役人官僚の責任のとり方、とは?

 素朴にわかりません。役人官僚に失敗の責任をきちんととらせるためには、はてさて、いったいどのような方法が具体的にあるのでしょうか。

 社会保険庁のていたらくは言うに及ばず、郵政関連での総務省、偽装マンションがらみの国土省、輸入農作物での農水省、と、官庁で問題が発覚するたびに後始末はグダグダかつうやむやに、というのが永年ずっとお約束。制度や理屈は別にして、そもそもどこのどいつが悪いんだ、というのが見えない、わからないままだから世間はちっともすっきりしない。担当者、責任者の実名はきっちり表に出して、糾弾できるようにするべきです。

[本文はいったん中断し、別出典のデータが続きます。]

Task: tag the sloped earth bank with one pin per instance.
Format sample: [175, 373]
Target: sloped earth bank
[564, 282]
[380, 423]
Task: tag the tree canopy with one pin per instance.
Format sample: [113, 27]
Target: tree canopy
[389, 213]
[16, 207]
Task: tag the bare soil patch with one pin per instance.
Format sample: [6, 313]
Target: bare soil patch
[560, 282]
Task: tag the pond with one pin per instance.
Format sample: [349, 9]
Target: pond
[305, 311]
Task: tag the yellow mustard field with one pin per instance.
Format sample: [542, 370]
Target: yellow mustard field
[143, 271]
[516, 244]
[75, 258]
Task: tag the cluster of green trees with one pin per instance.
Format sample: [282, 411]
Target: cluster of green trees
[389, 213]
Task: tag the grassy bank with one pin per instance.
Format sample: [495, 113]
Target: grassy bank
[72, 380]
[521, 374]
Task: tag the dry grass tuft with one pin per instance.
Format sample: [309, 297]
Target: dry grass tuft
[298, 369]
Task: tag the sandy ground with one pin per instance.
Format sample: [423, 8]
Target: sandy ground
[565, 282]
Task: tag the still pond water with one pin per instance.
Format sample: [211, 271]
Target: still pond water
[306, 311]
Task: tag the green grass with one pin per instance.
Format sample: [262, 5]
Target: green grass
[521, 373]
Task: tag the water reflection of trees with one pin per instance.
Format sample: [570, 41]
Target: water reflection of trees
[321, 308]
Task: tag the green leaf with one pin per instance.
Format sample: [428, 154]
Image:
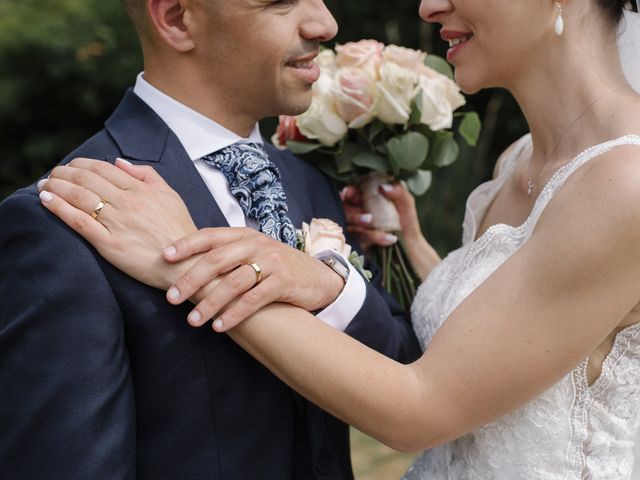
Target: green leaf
[444, 150]
[439, 64]
[372, 161]
[416, 109]
[408, 151]
[300, 148]
[328, 167]
[420, 182]
[469, 128]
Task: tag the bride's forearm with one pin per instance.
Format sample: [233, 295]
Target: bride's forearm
[365, 389]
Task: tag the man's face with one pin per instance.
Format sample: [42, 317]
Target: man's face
[259, 52]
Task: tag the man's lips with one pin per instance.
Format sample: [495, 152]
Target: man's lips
[302, 62]
[305, 67]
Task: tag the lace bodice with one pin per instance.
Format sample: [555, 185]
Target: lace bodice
[573, 431]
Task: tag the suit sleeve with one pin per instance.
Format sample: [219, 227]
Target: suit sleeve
[66, 402]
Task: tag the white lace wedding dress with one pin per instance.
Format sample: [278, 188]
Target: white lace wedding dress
[573, 431]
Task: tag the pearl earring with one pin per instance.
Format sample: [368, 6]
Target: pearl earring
[559, 20]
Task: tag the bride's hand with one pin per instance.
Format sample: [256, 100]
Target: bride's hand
[422, 255]
[141, 215]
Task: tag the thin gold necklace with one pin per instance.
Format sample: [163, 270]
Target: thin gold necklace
[531, 183]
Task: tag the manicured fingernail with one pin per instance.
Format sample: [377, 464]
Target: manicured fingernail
[390, 239]
[194, 318]
[173, 293]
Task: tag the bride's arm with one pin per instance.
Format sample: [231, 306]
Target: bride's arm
[545, 310]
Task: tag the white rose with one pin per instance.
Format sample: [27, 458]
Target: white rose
[326, 59]
[321, 122]
[354, 98]
[405, 57]
[324, 234]
[394, 92]
[440, 97]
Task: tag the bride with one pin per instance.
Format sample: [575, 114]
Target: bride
[530, 330]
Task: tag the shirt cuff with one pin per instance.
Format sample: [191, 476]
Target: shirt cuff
[344, 308]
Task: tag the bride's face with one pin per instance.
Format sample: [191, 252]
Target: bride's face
[493, 42]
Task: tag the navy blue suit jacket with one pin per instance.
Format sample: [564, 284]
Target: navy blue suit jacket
[100, 378]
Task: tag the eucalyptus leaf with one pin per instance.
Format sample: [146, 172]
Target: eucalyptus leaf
[300, 148]
[328, 167]
[408, 151]
[419, 183]
[469, 128]
[439, 64]
[372, 161]
[444, 150]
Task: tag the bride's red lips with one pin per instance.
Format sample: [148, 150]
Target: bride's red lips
[447, 35]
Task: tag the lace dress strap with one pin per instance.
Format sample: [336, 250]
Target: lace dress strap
[563, 173]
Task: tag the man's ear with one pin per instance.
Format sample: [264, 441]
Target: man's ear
[167, 18]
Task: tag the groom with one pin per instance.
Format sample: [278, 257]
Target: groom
[100, 377]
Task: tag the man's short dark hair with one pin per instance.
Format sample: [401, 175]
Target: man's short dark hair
[136, 10]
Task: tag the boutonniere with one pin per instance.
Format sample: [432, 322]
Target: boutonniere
[322, 235]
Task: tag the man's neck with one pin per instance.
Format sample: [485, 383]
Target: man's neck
[216, 109]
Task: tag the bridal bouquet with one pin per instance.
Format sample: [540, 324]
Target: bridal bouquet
[381, 113]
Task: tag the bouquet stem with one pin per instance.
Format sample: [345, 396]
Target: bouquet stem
[398, 276]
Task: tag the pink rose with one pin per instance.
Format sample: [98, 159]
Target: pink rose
[365, 54]
[425, 71]
[354, 96]
[287, 130]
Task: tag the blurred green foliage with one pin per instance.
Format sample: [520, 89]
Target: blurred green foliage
[65, 64]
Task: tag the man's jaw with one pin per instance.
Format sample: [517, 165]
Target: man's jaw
[304, 67]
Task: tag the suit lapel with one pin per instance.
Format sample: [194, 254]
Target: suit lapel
[144, 139]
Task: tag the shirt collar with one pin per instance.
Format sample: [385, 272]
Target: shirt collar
[198, 134]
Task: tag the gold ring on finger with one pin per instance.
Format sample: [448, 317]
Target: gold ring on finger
[98, 209]
[258, 270]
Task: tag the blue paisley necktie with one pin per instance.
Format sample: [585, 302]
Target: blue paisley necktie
[255, 182]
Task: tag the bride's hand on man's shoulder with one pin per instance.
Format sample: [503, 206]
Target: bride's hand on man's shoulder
[251, 270]
[127, 212]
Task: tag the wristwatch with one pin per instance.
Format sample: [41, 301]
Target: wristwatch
[335, 262]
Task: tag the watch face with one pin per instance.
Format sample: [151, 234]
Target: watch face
[336, 265]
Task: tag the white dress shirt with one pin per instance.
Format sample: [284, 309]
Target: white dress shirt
[201, 136]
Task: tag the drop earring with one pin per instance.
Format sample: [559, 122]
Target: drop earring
[559, 20]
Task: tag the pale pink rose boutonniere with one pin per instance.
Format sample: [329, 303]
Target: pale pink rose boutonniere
[381, 113]
[323, 234]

 文科省周辺でも「ゆとり教育」の見直しが進んでいます。遅きに失したわけで、明らかに失政だったと認めているのに、しかしここでもまた、誰もその責任をとっていない。

 寺脇研、という文部官僚が「ゆとり教育」の旗振り役だったことは周知の事実です。風向きが悪くなって昨年、官を辞し、その後何をしてるのかと思えば、あらま、日本映画映像文化振興センター、なるNPO法人(笑)の副理事長におさまり、大学教授の肩書きも持ち、かたわらで好きな映画評論執筆にいそしむ日々、だそうで。おのれがやってきたことについて何の責任も感じていないご様子なのは、さすがにいまどきの元官僚サマのおいしい世渡り。いやはや、むかつくほどに見事なものです。

 かつて、オウム真理教の事件が起こった時に、あの幹部連中と基本的に同じ世界観、価値観を共有した偏差値教育の「勝ち組」が、官僚や政界、法曹界などにも言わばスリーパーとして潜伏していて、彼ら彼女らが近い将来、その立場や権力をうっかり振り回して組織的犯罪に等しい災厄を世間にもたらすだろう、と懸念していました。それが文化教育行政の現場に出てしまった結果が、あの「ゆとり教育」だったんだな、と改めて思っています。

 役人バッシング、魔女狩りだ、との抗弁もありますが、なんの、片腹痛い。身体も張らずに逃げ続けて口をぬぐうだけの偽物のヘタレ「エリート」に向っては、恥知らず、という罵倒を世間の側からわかりやすく、直球で投げつけ続けることが必要です。